E eu cada vez mais me apaixonava por ela na proporção que
ela mais se afastava de mim.
Eu me entregava cada vez mais naquela louca paixão na
medida em que seu amor se tornava estranho e escasso.
Eu me entregava pela primeira vez por inteiro, como na
morte, para a vida e para a morte, me abria em fragmentos, rompendo com as mãos
as pétalas da evidente ruína móvel em direção ao insólito, ao incomensurável,
ao espasmódico!
Eu posso dizer que fui a ela com tudo o que tenho e sou,
com meus nervos, com meu sangue, com meus órgãos à mostra, meus mucos e líquidos
escorrendo pelo chão em sua direção.
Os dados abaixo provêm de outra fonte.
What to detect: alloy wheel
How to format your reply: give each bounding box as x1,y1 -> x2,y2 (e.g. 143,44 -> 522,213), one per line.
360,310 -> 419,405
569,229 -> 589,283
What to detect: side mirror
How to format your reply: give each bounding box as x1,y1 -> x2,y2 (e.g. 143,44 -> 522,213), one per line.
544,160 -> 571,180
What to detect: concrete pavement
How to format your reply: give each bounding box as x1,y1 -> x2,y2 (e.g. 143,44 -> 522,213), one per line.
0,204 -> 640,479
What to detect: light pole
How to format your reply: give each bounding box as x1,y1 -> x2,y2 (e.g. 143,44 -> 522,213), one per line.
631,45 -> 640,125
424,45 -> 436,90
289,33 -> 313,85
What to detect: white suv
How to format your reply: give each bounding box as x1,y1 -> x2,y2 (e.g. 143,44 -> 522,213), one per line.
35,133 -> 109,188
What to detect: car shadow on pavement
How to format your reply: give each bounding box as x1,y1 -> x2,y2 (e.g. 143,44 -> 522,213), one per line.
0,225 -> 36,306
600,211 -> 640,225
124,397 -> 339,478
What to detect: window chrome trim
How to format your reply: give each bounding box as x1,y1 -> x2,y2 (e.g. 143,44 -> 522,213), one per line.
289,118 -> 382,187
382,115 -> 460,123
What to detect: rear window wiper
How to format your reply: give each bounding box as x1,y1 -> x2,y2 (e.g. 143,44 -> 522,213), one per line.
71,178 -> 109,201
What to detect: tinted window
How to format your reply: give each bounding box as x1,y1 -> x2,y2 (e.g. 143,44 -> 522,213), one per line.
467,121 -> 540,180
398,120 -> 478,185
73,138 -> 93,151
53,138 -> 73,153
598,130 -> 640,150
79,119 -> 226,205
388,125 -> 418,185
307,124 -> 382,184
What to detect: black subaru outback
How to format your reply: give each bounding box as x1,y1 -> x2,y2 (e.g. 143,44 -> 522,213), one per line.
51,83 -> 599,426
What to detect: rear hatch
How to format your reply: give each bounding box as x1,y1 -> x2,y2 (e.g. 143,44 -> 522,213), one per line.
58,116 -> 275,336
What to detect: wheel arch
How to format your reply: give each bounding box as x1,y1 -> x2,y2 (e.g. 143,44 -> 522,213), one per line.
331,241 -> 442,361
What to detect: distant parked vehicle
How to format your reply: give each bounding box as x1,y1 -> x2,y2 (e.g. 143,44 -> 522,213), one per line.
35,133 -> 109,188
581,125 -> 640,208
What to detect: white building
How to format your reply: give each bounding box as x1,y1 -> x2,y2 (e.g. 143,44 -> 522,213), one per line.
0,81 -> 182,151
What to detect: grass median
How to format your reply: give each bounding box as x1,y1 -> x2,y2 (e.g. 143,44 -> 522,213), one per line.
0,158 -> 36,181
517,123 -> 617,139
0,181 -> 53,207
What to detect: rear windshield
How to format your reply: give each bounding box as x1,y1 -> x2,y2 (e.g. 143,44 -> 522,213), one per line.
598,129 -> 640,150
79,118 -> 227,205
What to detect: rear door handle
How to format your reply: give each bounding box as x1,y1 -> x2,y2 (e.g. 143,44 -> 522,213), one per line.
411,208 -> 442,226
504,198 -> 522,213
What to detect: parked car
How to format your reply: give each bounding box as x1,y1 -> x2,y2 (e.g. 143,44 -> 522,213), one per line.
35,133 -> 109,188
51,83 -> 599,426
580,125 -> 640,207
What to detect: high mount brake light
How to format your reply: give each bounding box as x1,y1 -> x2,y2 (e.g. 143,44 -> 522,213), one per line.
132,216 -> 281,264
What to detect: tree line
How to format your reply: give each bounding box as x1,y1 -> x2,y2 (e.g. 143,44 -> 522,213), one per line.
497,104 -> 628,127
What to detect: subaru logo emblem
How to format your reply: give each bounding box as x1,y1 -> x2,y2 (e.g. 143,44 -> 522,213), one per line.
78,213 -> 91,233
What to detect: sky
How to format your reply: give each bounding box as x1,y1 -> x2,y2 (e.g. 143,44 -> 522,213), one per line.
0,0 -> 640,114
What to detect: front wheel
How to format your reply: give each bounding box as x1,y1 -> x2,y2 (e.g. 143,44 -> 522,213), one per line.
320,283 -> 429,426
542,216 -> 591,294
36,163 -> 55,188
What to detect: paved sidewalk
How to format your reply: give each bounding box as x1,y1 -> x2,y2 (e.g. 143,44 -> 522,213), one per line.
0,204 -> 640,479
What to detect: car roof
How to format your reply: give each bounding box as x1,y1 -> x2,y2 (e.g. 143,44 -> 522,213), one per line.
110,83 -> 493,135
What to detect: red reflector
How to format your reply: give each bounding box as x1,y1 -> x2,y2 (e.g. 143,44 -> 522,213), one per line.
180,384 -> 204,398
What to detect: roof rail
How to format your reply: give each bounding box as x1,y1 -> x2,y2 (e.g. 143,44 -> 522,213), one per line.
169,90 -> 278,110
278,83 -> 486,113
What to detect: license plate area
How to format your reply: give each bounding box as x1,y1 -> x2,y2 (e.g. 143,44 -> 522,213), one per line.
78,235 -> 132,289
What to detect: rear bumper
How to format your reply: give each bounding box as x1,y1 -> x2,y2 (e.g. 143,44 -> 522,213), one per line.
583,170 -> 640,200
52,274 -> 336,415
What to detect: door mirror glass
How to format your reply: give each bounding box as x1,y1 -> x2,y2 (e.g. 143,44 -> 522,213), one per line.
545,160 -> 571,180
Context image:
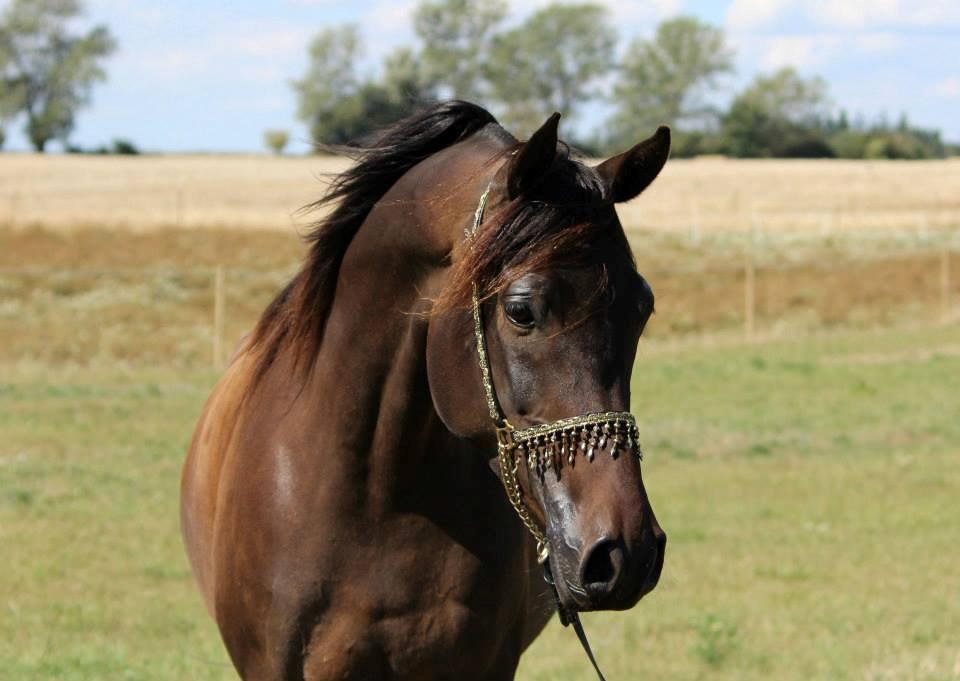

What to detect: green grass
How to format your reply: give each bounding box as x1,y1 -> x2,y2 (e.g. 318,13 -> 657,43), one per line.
0,327 -> 960,681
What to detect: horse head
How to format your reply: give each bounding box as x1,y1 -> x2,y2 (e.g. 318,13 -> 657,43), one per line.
427,114 -> 670,611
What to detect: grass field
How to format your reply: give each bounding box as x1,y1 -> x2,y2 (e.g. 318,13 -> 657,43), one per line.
0,327 -> 960,681
0,227 -> 960,367
0,154 -> 960,681
0,154 -> 960,233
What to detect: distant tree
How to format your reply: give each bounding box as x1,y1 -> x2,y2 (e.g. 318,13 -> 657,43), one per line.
0,0 -> 116,152
293,25 -> 362,143
723,67 -> 834,157
293,26 -> 429,145
383,47 -> 436,108
110,139 -> 140,156
263,130 -> 290,156
610,17 -> 734,146
413,0 -> 507,101
485,4 -> 617,134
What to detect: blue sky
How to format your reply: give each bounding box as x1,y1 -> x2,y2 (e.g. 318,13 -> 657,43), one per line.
0,0 -> 960,151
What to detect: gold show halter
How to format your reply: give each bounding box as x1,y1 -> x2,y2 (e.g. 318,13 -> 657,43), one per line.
466,185 -> 643,564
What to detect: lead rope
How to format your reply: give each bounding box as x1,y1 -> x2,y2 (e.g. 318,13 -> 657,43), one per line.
465,185 -> 612,681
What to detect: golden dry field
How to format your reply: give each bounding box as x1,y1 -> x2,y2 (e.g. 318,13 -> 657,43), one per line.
0,154 -> 960,234
0,154 -> 960,681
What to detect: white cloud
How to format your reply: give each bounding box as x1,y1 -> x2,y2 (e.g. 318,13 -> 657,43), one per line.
760,35 -> 841,70
929,78 -> 960,99
510,0 -> 684,28
726,0 -> 791,31
135,22 -> 311,81
726,0 -> 960,31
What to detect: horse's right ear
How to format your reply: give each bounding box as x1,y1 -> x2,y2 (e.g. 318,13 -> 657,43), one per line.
507,113 -> 560,199
596,125 -> 670,203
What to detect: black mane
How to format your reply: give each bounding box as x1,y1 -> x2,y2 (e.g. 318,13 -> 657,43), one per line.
251,100 -> 497,377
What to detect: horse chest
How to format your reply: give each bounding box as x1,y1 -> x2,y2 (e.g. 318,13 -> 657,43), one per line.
296,540 -> 526,681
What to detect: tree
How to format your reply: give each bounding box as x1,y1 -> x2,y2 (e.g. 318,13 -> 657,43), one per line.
413,0 -> 507,101
293,24 -> 361,143
293,26 -> 425,145
0,0 -> 116,152
610,17 -> 733,146
486,4 -> 617,133
383,47 -> 435,107
723,67 -> 833,157
263,130 -> 290,156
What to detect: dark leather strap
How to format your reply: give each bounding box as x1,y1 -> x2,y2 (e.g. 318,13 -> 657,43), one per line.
543,560 -> 607,681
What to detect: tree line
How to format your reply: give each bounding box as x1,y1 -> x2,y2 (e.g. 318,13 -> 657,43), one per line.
293,0 -> 960,158
0,0 -> 960,158
0,0 -> 116,153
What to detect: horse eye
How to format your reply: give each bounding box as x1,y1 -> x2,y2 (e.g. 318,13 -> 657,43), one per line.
503,300 -> 536,329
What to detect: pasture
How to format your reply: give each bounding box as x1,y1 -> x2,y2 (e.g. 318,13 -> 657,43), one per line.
0,154 -> 960,234
0,155 -> 960,681
0,327 -> 960,681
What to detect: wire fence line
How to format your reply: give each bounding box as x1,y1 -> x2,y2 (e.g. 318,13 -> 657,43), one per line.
0,239 -> 960,368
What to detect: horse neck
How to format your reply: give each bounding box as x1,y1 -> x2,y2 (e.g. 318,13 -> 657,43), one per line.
284,153 -> 488,505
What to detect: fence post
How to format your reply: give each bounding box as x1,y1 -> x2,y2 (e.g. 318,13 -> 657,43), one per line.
213,265 -> 224,370
690,201 -> 700,246
10,191 -> 20,227
940,240 -> 953,324
743,255 -> 757,343
175,180 -> 183,227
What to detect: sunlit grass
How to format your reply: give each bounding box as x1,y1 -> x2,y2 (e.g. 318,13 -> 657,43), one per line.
0,327 -> 960,681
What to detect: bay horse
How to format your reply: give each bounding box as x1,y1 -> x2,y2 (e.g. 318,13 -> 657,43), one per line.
181,101 -> 670,681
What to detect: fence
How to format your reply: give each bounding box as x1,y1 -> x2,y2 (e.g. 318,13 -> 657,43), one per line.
0,240 -> 958,368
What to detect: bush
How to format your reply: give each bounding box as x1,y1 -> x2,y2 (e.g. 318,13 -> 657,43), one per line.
110,139 -> 140,156
263,130 -> 290,156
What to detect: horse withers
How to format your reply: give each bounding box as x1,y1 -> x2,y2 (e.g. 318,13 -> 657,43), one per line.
181,101 -> 670,681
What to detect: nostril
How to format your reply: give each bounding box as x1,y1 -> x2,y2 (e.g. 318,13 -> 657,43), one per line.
581,539 -> 623,595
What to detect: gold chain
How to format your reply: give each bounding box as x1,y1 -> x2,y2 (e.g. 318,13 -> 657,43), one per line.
497,423 -> 550,563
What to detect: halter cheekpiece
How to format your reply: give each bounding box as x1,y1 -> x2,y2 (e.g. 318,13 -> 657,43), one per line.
466,185 -> 643,563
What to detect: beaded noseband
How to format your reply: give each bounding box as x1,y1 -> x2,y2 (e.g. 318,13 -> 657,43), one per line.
467,186 -> 643,564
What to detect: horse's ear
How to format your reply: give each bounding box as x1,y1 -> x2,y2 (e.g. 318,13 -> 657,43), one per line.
507,113 -> 560,199
596,125 -> 670,203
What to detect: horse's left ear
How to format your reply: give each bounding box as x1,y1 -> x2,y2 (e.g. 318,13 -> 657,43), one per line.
507,113 -> 560,199
596,125 -> 670,203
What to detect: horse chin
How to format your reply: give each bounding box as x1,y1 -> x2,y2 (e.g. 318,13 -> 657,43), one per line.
549,551 -> 594,612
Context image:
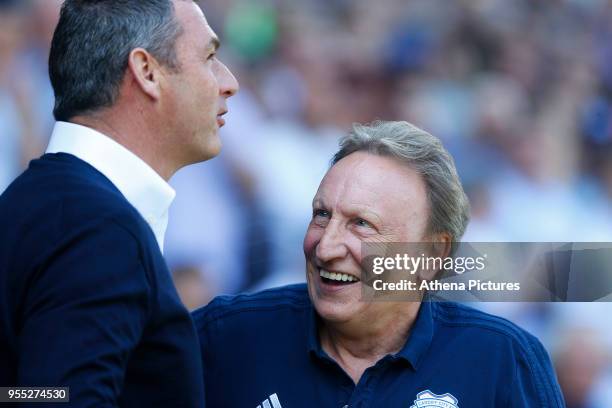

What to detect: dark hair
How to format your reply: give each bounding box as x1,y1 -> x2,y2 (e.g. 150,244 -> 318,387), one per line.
49,0 -> 182,121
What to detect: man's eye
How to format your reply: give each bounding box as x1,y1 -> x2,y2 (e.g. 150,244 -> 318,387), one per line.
355,218 -> 372,228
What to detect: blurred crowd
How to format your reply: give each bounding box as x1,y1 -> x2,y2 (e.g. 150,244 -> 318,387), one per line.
0,0 -> 612,408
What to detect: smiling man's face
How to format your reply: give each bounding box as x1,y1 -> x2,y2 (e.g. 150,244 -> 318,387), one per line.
304,152 -> 429,324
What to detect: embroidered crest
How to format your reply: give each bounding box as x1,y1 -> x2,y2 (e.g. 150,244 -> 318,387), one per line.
410,390 -> 459,408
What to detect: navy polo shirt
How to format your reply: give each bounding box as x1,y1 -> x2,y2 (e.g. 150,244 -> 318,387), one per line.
194,284 -> 565,408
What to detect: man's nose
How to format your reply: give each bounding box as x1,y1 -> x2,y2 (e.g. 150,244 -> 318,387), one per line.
315,220 -> 348,262
217,62 -> 240,98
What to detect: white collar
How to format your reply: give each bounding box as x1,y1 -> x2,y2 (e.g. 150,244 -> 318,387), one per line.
47,122 -> 176,252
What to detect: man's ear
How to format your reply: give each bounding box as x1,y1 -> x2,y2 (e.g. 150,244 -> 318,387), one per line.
128,48 -> 162,100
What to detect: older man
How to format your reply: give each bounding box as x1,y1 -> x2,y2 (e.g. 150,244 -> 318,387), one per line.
0,0 -> 238,407
195,122 -> 564,408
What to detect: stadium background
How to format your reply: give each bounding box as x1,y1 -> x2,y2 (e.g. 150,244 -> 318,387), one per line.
0,0 -> 612,408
Fui deixando de ser, recusando-me a mim
para pegar o outro, na busca tão simples de si na consistência do outro. E
experimentei todas as rachaduras e destruí todas as minhas escamas e duras crostas
em que me consolidava e protegia. E me entreguei, como um desfigurado e morto
animal, meus destroços, embora tarde, pus aquilo na pedra, jogando no chão, a
seus pés aquilo que ela poderia rejeitar com a mínima má-vontade.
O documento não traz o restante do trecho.